Seeking to add patient perspective to its regulatory functions, the U.S. Food and Drug Administration is setting up a panel to advise the agency on the use and regulation of medical devices.
"Although it may seem odd in retrospect, the development of new technologies intended to improve patients' lives has largely relied upon expert opinions rather than asking patients and families directly what they consider most important," Nina L. Hunter, a regulatory Scientist in FDA's Center for Devices and Radiological Health, and Robert Califf, FDA's Deputy Commissioner for Medical Products and Tobacco, write in a blog post announcing the Patient Engagement Advisory Committee.
Patient viewpoints will be most useful, the authors say, in ways including:
- To help identify the most important benefits and risks of a technology from a patient's perspective
- To assess how patients think about the tradeoffs between benefits and risk benefits for a given technology
- To help understand how patient preferences vary across a population
The committee will discuss issues such as where and how best to engage patients across the device development and assessment lifecycle, and how FDA and sponsors should communicate patient preference information to patients.

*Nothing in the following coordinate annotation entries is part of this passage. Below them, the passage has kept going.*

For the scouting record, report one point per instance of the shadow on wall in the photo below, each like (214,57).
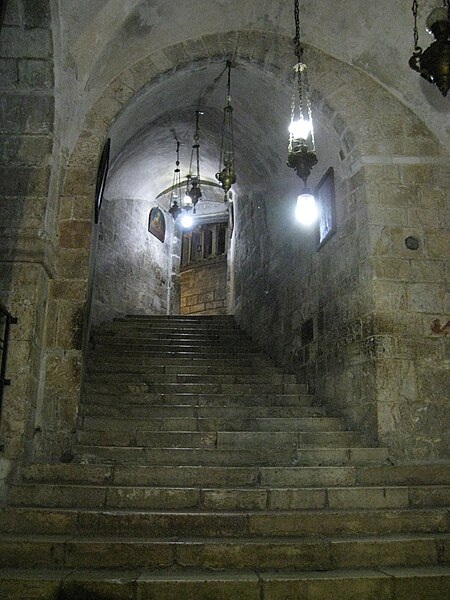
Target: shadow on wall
(133,268)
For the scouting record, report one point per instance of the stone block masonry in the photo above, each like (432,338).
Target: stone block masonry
(204,288)
(26,253)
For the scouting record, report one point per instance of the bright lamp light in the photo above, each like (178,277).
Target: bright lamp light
(187,221)
(306,210)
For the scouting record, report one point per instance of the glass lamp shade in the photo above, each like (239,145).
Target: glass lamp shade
(187,221)
(306,209)
(300,128)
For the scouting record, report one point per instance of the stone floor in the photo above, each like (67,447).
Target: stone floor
(203,471)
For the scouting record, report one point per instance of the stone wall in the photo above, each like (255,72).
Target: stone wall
(409,248)
(204,288)
(362,320)
(27,260)
(132,267)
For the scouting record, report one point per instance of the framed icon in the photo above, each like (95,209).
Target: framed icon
(325,198)
(157,224)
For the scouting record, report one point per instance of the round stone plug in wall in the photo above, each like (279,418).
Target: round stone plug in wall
(412,243)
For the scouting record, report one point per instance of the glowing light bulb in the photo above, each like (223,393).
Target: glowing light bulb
(187,221)
(300,128)
(306,210)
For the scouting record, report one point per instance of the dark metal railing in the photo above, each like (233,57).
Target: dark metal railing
(6,320)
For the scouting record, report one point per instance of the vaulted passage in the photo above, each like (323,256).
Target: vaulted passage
(247,407)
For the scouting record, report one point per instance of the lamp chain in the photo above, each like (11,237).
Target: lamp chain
(298,45)
(417,48)
(197,144)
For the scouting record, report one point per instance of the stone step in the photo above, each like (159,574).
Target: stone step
(155,333)
(255,361)
(228,499)
(115,344)
(199,388)
(229,457)
(106,354)
(212,553)
(177,394)
(187,350)
(187,369)
(426,476)
(112,407)
(180,338)
(390,583)
(118,424)
(207,378)
(220,439)
(181,524)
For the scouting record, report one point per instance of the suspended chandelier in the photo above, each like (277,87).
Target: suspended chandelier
(433,64)
(175,195)
(193,190)
(301,148)
(226,175)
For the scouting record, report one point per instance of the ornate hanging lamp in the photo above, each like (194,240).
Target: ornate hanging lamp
(175,195)
(301,148)
(193,190)
(226,175)
(433,64)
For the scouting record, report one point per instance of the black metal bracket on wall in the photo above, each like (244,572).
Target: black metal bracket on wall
(3,4)
(4,341)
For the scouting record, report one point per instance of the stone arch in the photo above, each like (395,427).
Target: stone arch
(373,123)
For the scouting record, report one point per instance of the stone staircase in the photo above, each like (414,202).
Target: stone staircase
(202,471)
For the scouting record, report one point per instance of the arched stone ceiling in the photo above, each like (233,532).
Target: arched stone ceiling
(143,136)
(100,38)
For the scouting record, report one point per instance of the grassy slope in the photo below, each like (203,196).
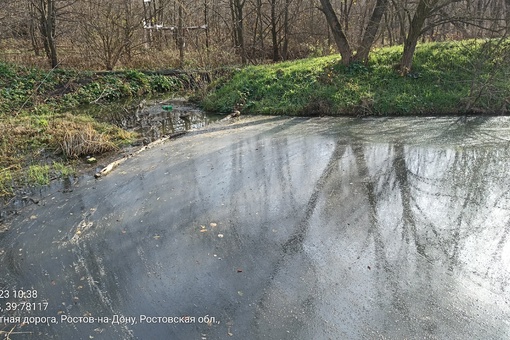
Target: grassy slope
(447,78)
(41,132)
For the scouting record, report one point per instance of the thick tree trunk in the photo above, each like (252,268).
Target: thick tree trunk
(274,32)
(371,31)
(507,17)
(47,23)
(338,34)
(180,36)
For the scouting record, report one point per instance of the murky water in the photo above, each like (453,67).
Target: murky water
(282,228)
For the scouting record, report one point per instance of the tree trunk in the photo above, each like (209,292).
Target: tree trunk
(47,18)
(338,34)
(371,31)
(422,13)
(274,32)
(507,17)
(180,36)
(285,47)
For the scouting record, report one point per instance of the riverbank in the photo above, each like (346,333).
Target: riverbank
(467,77)
(45,134)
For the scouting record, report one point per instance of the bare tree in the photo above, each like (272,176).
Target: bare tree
(108,28)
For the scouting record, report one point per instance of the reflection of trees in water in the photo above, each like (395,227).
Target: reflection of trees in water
(411,215)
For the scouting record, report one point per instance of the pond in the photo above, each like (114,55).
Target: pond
(279,228)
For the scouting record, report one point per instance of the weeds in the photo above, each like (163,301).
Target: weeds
(447,78)
(39,174)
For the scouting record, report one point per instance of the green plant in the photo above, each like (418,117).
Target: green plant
(39,174)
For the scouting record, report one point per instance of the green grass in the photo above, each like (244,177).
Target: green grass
(446,79)
(40,119)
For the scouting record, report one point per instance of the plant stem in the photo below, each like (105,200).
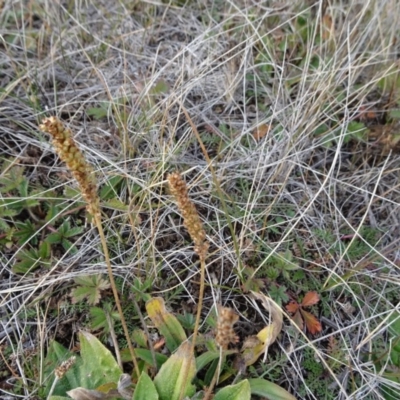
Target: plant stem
(97,219)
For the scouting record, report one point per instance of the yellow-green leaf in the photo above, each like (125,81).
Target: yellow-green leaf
(166,323)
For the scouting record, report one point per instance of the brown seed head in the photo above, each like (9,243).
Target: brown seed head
(225,332)
(69,152)
(190,215)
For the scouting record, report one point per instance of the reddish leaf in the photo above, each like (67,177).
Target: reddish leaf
(310,299)
(292,307)
(312,324)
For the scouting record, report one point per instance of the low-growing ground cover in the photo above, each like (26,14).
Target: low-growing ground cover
(283,122)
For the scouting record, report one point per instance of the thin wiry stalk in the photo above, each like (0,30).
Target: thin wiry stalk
(73,157)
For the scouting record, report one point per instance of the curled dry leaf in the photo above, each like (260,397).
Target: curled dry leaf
(256,345)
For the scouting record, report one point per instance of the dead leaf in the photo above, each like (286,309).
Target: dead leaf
(269,334)
(86,394)
(310,299)
(292,307)
(298,320)
(312,323)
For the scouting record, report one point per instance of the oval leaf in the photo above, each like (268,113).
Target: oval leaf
(240,391)
(261,387)
(177,372)
(145,389)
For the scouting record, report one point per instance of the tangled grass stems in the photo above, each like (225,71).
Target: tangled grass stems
(69,152)
(196,231)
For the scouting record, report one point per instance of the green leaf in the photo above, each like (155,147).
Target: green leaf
(170,380)
(56,355)
(44,250)
(98,318)
(146,356)
(74,231)
(240,391)
(145,389)
(270,390)
(54,238)
(95,367)
(99,366)
(68,246)
(97,112)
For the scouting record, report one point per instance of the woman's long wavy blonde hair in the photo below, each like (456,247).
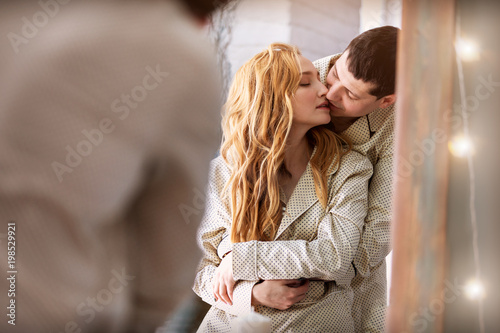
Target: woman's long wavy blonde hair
(256,124)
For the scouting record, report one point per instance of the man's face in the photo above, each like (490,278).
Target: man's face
(348,96)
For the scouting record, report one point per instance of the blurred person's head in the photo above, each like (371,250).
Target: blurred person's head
(272,93)
(363,78)
(203,8)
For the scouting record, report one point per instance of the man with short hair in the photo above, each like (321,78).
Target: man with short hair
(361,92)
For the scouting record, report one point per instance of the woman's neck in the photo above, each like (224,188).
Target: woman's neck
(297,154)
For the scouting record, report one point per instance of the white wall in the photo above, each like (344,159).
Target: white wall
(318,27)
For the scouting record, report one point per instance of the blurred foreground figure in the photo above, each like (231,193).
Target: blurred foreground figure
(108,119)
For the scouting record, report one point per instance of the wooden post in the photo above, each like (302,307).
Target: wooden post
(424,90)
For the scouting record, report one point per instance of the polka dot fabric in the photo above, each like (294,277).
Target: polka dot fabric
(373,137)
(312,242)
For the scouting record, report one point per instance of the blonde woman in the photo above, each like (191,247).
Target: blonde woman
(285,201)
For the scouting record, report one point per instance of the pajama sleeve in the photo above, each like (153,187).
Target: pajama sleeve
(214,227)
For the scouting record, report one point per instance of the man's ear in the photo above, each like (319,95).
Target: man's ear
(387,101)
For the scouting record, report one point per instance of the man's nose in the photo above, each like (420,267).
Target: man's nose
(333,92)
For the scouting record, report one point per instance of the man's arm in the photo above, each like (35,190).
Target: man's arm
(375,242)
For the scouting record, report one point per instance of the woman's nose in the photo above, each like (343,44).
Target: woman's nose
(333,92)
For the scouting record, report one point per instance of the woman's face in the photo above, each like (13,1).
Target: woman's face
(310,106)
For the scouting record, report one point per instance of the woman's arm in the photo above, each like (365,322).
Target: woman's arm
(214,226)
(330,255)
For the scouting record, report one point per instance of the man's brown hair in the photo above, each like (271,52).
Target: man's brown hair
(372,58)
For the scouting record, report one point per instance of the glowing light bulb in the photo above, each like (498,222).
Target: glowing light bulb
(467,50)
(474,290)
(460,146)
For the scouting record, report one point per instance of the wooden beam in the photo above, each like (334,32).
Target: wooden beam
(424,90)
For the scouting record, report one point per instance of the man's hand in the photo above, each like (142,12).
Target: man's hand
(279,294)
(223,283)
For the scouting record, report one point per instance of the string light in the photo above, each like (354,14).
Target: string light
(474,290)
(467,49)
(461,146)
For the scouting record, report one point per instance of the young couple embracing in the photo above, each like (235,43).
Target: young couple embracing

The FDA "may consider rigorous, systematically gathered patient preference information as a part of the totality of the evidence from clinical and nonclinical testing. However, patient preference information will not be used to justify approval of unsafe or ineffective devices," the authors state.
The committee will consist of a core of nine voting members, including the chair, all selected by the commissioner or designee from experts who are knowledgeable in areas such as clinical research, primary care patient experience, and health care needs of patient groups in the United States, according to an announcement.
Too many apps, tools and technologies are entering the healthcare marketplace without proof that they help consumers live healthier lives, Richard Milani, chief clinical transformation officer at Ochsner Health System wrote recently in Fortune.
Even high-risk medical devices lack proper verification of effectiveness and safety, according to a article in the Journal of the American Medical Association.